What are the causes of Shoulder and Arm Fractures?

A broken arm is a common injury and the causes for the fracture are usually:

  • More frequent in old age people
  • Due to the consequence of a fall with an outstretched hand
  • Due to a fall on the shoulder
  • A car crash or some other type of accident
  • Motor vehicle accident
  • Contact sports, etc.

What are the symptoms of Shoulder and Arm Fractures?

Symptoms vary depending on the type of fracture, it may include:

 

  • Pain
  • Swelling and bruising
  •  Bleeding in open fractures
  • Inability to move the shoulder
  • Grinding sensation while shoulder movement
  • Deformity
  • If a nerve injury occurs there is a loss of normal use of the arm
  • Inability to raise the arm
  • In case, a nerve is damaged, it can cause numbness in the upper arm. 

Pathology

A bone fracture is a complete or incomplete discontinuity of bone caused by a direct or indirect force. 

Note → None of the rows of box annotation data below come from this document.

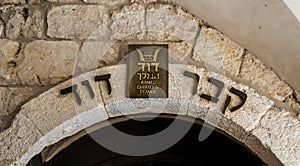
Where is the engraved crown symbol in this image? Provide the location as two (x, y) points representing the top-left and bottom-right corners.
(137, 48), (161, 62)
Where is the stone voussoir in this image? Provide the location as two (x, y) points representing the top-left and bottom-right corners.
(239, 54), (293, 101)
(146, 4), (200, 41)
(0, 87), (33, 116)
(47, 5), (110, 39)
(0, 39), (23, 85)
(0, 5), (44, 39)
(110, 3), (147, 41)
(192, 26), (244, 76)
(18, 40), (79, 85)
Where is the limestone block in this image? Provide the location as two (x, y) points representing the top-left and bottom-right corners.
(83, 0), (130, 8)
(47, 5), (109, 39)
(18, 40), (79, 85)
(0, 0), (40, 5)
(252, 108), (300, 166)
(0, 115), (42, 166)
(0, 87), (33, 116)
(47, 0), (82, 3)
(192, 26), (244, 76)
(240, 54), (293, 101)
(110, 4), (146, 40)
(21, 68), (104, 134)
(0, 6), (44, 39)
(0, 19), (5, 37)
(169, 42), (193, 64)
(0, 39), (23, 85)
(146, 4), (199, 41)
(76, 41), (120, 72)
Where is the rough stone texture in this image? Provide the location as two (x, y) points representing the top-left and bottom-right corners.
(21, 72), (103, 134)
(0, 19), (5, 37)
(192, 26), (244, 76)
(244, 134), (283, 166)
(47, 0), (82, 3)
(83, 0), (130, 9)
(252, 108), (300, 166)
(0, 0), (40, 5)
(18, 40), (79, 85)
(0, 87), (33, 116)
(0, 6), (44, 39)
(0, 114), (42, 166)
(47, 5), (109, 39)
(239, 54), (293, 101)
(169, 42), (192, 64)
(146, 4), (199, 41)
(0, 39), (23, 85)
(110, 4), (146, 40)
(76, 41), (120, 72)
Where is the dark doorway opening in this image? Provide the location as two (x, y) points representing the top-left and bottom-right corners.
(28, 118), (267, 166)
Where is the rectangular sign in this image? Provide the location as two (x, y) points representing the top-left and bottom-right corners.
(127, 45), (169, 98)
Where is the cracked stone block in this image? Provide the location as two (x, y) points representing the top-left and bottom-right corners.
(0, 115), (42, 165)
(252, 107), (300, 166)
(240, 54), (293, 101)
(77, 41), (121, 72)
(47, 5), (109, 39)
(0, 87), (33, 116)
(192, 26), (244, 76)
(0, 39), (23, 85)
(18, 40), (79, 85)
(110, 4), (146, 41)
(146, 4), (199, 41)
(0, 6), (44, 39)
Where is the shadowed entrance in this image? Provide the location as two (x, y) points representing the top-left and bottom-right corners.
(28, 117), (264, 166)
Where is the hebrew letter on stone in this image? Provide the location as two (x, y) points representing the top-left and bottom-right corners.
(95, 74), (111, 95)
(60, 84), (81, 105)
(183, 71), (200, 96)
(81, 80), (95, 99)
(229, 88), (247, 112)
(200, 78), (224, 103)
(222, 88), (247, 114)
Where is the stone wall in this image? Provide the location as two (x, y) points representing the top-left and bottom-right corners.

Diagnosis of Shoulder and Arm Fractures.

X-rays

X-ray images reveal the location of a fractured bone. Also helps to determine whether the break is through the bone or just affects the surface.

 

Computed tomography scan

CT scan reveals that where the fracture has occurred or whether the pieces of bones have separated from each other or not.

 

MRI Scan

If a shoulder or arm fracture is severe, it is suspected that the injury has affected nearby tendons, ligaments, or nerves. It helps to take detailed images of the soft tissue and also reveals whether there are torn or strained ligaments or tendons. The scan also indicates whether the nerve is getting compressed by the bone fragment.

Treatment for Shoulder and Arm Fractures.

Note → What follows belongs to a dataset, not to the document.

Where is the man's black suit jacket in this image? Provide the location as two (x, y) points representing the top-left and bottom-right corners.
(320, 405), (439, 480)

Surgery involves internal fixation like screws, wires, or plates, often done if the glenoid is injured if the bone is broken into pieces and is out of place. Splints or casts are used for immobilization. Mobilization with physiotherapy is begun immediately after surgery once it is pain-free. Immediately after surgery, elbow exercises are started, while shoulder exercises may be delayed for a few weeks. The physiotherapy treatment plan depends upon the location and severity of the fracture and also upon the patient's activity. The recovery depends upon the use of physiotherapy to assist in improving motion and strength.

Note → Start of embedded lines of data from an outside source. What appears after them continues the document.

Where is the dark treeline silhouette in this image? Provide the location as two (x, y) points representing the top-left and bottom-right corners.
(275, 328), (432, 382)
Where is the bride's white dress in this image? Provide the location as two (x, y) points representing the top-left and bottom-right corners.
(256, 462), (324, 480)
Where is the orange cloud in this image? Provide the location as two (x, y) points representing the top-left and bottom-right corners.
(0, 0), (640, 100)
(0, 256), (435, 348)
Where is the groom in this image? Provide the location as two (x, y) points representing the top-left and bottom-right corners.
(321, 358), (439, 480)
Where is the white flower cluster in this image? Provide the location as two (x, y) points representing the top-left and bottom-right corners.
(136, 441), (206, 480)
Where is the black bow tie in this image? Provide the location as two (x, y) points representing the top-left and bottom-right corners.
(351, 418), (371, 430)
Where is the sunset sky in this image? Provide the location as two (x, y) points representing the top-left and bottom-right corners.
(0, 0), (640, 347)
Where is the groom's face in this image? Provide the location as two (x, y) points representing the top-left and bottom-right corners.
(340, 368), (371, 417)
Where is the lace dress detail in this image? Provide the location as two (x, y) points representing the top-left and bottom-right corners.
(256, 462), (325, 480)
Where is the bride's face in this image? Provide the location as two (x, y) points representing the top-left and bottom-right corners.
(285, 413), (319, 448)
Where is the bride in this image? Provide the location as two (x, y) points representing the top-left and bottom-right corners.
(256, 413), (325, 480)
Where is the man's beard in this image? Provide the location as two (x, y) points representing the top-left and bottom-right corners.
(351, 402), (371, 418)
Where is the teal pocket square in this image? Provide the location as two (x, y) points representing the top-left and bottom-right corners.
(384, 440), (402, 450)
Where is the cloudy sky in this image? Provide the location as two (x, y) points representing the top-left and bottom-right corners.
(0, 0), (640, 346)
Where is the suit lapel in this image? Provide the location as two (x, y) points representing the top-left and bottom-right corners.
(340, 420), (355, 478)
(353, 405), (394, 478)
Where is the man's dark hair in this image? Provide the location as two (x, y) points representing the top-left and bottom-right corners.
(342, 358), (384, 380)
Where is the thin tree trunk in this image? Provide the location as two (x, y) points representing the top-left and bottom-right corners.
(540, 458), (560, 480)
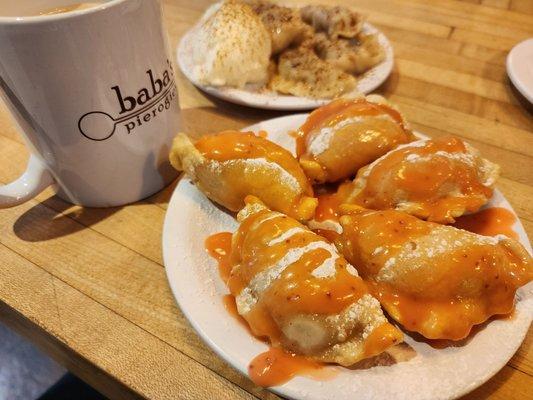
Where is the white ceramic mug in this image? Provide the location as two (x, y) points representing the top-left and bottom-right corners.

Conservative treatment for Shoulder and Arm Fractures.

Medication

Codeine, Acetaminophen, Tylenol, Cetafen, etc

Note: Medication should be taken under the prescription of the doctor.

Non-operative Physiotherapy treatment for Shoulder and Arm Fractures.

Immobilization

Shoulder immobilizer or sling with no shoulder mobility for the first two weeks. For comfort and arm, support patient is usually given a sling.

 

Cryotherapy

Cryotherapy is given to decrease the swelling.

 

Range of motion exercises

Physiotherapy is started by recommending weekly exercises to slowly increase the shoulder range of motion. Once the cast or sling is removed, though it may take several weeks or months for the broken arm to heal completely, physiotherapy is started. Physiotherapy involves gradually increasing the activities to restore joint motion, muscle strength, and flexibility. Rehabilitation will continue until the muscles, ligaments and other soft tissues perform normally.

Exercises to move the shoulder joint through its full range of motion, such as Codman exercises (pendulum exercises), even if the fractured arm is in a sling, range of motion exercises should be started.

 

Strengthening exercises

Finger movements and static contractions for muscles working over the immobilized joints should be started immediately and should be continued throughout the period.

 

Functional exercises

These exercises are done to meet the patient's needs during home, work, leisure. In preparing a patient to return to work, the therapist trains in a way that the patient may have to work all day according to the type of work involved e.g. heavy laboring, industrial work on a production bench requiring repetitive movements of the hand or foot or both.

Patient Education.

The patient's cooperation is necessary for the rehabilitation process. The patient must complete range of motion, strengthening, and other exercises prescribed by the physiotherapist daily.